Namine ignored him, pressing on desperately. If Riku could just believe her, if he would agree, even a little... "It wasn't easy. I had to think about it for a long time. But -- you knew it too, didn't you? Sora wouldn't have wanted what we were doing. He would've hated it -- knowing that saving him meant destroying someone else."
Riku was still, hardly more than breathing. "...Sora never wants what's good for him."
"But you would've helped him anyway, if he'd asked, right?" Namine wet her lips again, fighting the misery that was so strong in this room. "I -- I would have. That's how I had to decide. And I think it was the right choice! Because, I -- I can still feel Sora, Riku."

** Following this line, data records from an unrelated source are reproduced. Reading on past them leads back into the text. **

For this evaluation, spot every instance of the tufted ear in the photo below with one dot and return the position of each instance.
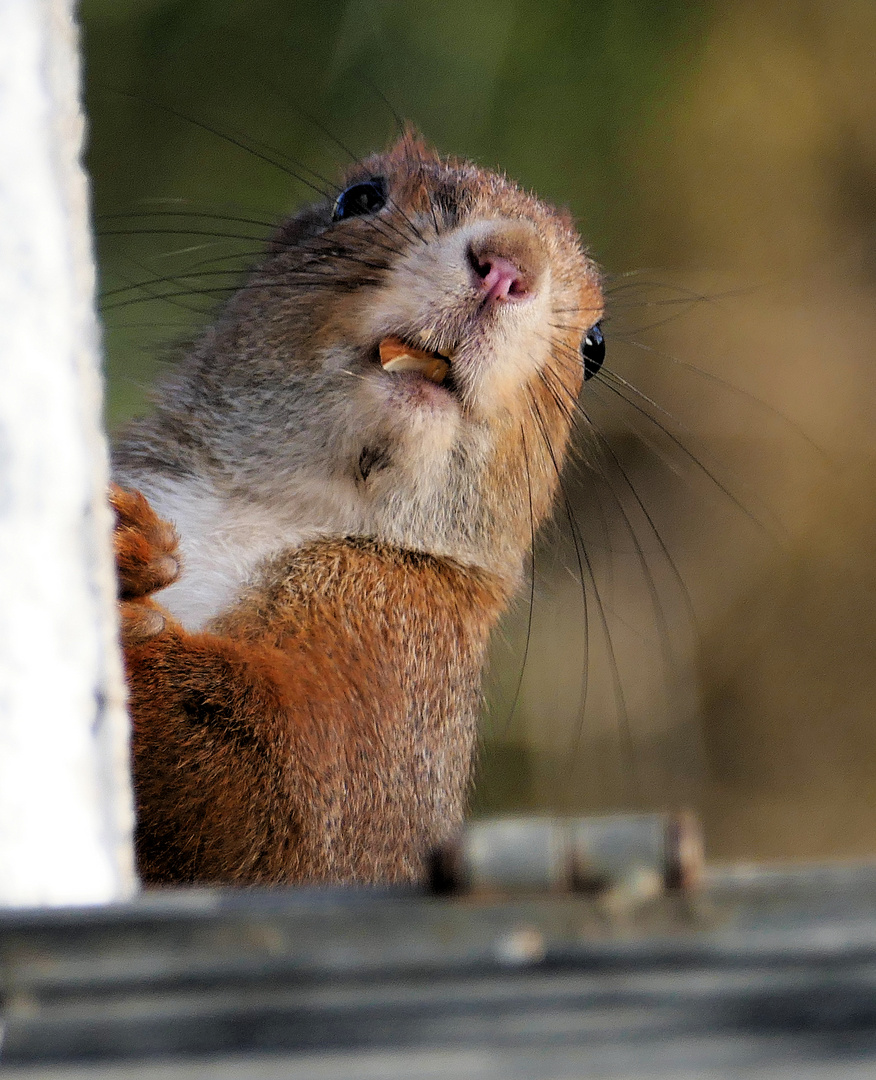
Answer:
(566, 216)
(412, 146)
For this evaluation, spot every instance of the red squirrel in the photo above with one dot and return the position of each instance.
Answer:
(353, 461)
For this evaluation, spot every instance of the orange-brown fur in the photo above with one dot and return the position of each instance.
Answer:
(321, 726)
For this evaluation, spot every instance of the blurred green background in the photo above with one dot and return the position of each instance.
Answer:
(720, 160)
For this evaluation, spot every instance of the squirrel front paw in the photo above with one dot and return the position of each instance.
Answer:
(146, 559)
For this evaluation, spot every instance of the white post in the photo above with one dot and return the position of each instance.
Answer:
(65, 797)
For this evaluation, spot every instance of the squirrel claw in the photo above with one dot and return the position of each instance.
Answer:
(139, 621)
(146, 554)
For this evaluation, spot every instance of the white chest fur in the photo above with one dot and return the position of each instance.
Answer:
(223, 541)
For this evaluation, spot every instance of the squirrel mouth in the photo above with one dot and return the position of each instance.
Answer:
(396, 356)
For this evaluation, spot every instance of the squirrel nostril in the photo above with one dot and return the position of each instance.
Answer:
(498, 278)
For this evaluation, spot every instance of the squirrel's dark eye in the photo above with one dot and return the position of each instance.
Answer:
(593, 351)
(366, 198)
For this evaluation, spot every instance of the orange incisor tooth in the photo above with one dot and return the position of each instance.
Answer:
(398, 356)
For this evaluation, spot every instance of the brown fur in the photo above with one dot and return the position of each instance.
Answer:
(321, 726)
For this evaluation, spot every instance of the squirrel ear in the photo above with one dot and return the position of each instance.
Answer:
(412, 145)
(566, 216)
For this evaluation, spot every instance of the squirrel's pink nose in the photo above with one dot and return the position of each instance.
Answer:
(498, 278)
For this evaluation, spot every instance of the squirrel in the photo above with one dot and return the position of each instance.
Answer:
(334, 501)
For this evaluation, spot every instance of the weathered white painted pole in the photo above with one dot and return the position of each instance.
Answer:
(65, 799)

She had clung to that warm presence for so long... a light like a beacon in the unending dark future that she saw ahead of her, always beside her, even though the boy himself was asleep and couldn't possibly remember or care for her. She only had to let go of her pitiful excuse for a life and he was there, waiting for her. And even now, if she let go -- not as warm or as close, but he was there, bright, a life that had touched hers in a way that could never, ever be undone.
Riku had never been able to let go enough to reach out and find Sora in the universe, and so she could only hope that he would believe her, but he stepped back, shaking his head. "How could you-- How could you do this?" he said, features torn.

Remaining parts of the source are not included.